I did hear from my Father who I called earlier and it was nice to talk to him. My real Father died years ago. I have to laugh even by todays standard i have the most screwed up family and childhood you have ever heard or can wildly imagine. Huckleberry Finn revisited!

an average patriot said...
This comment has been removed by the author.
an average patriot said...

love your input man you are always right on like BT!

an average patriot said...

Like those in the US that are poor and live close to the ground those around the world will be affected the least unless they possess something this hungry machine wants. Muslims have the ill fortune to own much of the deposits that the west or whoever they are wants!

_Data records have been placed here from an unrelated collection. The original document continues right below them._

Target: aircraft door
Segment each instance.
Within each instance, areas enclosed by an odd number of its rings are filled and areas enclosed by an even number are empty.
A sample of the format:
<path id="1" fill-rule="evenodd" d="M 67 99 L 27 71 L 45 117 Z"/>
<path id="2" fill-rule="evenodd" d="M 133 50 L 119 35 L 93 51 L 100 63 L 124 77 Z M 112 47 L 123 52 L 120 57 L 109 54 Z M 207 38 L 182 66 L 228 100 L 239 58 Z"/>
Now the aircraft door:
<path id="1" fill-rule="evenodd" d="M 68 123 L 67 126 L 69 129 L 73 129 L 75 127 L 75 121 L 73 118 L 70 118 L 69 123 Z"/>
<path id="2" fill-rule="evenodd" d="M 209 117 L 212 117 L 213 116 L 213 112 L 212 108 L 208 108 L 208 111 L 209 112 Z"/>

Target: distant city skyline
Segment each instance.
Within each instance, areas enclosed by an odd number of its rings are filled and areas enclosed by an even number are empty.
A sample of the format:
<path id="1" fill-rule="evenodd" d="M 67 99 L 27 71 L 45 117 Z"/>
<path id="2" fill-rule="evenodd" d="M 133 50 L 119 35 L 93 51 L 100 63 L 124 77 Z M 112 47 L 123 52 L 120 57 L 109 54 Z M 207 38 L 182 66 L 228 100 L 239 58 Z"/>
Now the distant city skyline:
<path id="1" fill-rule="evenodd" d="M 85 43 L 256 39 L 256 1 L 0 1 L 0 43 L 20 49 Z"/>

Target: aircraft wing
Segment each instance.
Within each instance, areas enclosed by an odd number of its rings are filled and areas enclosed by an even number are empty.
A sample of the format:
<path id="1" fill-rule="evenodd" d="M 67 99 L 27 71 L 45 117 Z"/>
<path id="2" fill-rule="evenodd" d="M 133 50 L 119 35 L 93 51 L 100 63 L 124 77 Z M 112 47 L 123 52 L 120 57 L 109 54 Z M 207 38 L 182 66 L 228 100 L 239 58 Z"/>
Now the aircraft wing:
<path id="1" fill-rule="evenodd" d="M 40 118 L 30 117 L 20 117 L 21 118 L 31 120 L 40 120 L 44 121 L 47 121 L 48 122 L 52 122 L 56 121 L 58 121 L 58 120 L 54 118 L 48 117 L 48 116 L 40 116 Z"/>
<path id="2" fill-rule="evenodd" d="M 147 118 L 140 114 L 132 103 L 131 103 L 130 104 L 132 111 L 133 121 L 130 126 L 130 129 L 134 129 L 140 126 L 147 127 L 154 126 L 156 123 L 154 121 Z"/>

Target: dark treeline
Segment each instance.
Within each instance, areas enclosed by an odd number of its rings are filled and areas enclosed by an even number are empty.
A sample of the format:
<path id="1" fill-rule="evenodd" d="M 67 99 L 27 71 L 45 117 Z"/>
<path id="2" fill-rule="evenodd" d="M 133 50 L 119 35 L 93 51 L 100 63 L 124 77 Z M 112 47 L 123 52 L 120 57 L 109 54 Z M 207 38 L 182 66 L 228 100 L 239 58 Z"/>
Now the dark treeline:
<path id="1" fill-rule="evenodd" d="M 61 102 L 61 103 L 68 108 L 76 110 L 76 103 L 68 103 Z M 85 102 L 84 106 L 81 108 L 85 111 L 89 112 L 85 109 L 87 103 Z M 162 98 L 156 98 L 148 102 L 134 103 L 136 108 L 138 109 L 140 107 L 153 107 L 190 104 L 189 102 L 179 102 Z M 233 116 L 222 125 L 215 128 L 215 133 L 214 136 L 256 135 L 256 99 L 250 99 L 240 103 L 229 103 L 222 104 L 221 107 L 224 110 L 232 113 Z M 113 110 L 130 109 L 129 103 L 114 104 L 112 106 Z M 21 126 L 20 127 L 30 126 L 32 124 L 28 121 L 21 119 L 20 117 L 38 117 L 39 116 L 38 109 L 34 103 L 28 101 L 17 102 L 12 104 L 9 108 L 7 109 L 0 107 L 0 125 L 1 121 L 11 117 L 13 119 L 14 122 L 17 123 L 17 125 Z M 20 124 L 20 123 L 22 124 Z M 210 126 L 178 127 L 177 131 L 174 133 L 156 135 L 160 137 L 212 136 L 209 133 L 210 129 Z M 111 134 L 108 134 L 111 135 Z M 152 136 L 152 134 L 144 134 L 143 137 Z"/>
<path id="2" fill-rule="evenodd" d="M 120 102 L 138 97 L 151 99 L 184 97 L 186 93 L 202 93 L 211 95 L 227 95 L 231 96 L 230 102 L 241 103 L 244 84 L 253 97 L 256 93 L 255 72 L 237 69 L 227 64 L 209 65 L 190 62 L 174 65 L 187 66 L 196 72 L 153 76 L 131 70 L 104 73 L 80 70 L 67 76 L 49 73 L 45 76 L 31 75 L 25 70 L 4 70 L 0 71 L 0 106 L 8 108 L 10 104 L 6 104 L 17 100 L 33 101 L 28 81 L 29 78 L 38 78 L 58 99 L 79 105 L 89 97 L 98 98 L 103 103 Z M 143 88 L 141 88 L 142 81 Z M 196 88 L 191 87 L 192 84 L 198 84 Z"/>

an average patriot said...

McCain is not a war hero. Like everything else he is using his POW status to get what he wants and lying all the way. That was an interesting story about WW2 and it sounds familiar.
Funny but I can tell you from watching 2 of my sons nothing has changed. The one in combat is perfect for it and likes it but his fly boy brother is perfect for what he is doing. Jim is always talking about how pampered Joe is and couldn't handle the reality on the ground. So true!

an average patriot said...

Sorry I hate typos and I do it often!
Give me a kiss man! You know you are right and $10 gas will be hear before you know it. Attacking Iran this fall will certainly bring it and then some along with food and gas rationing!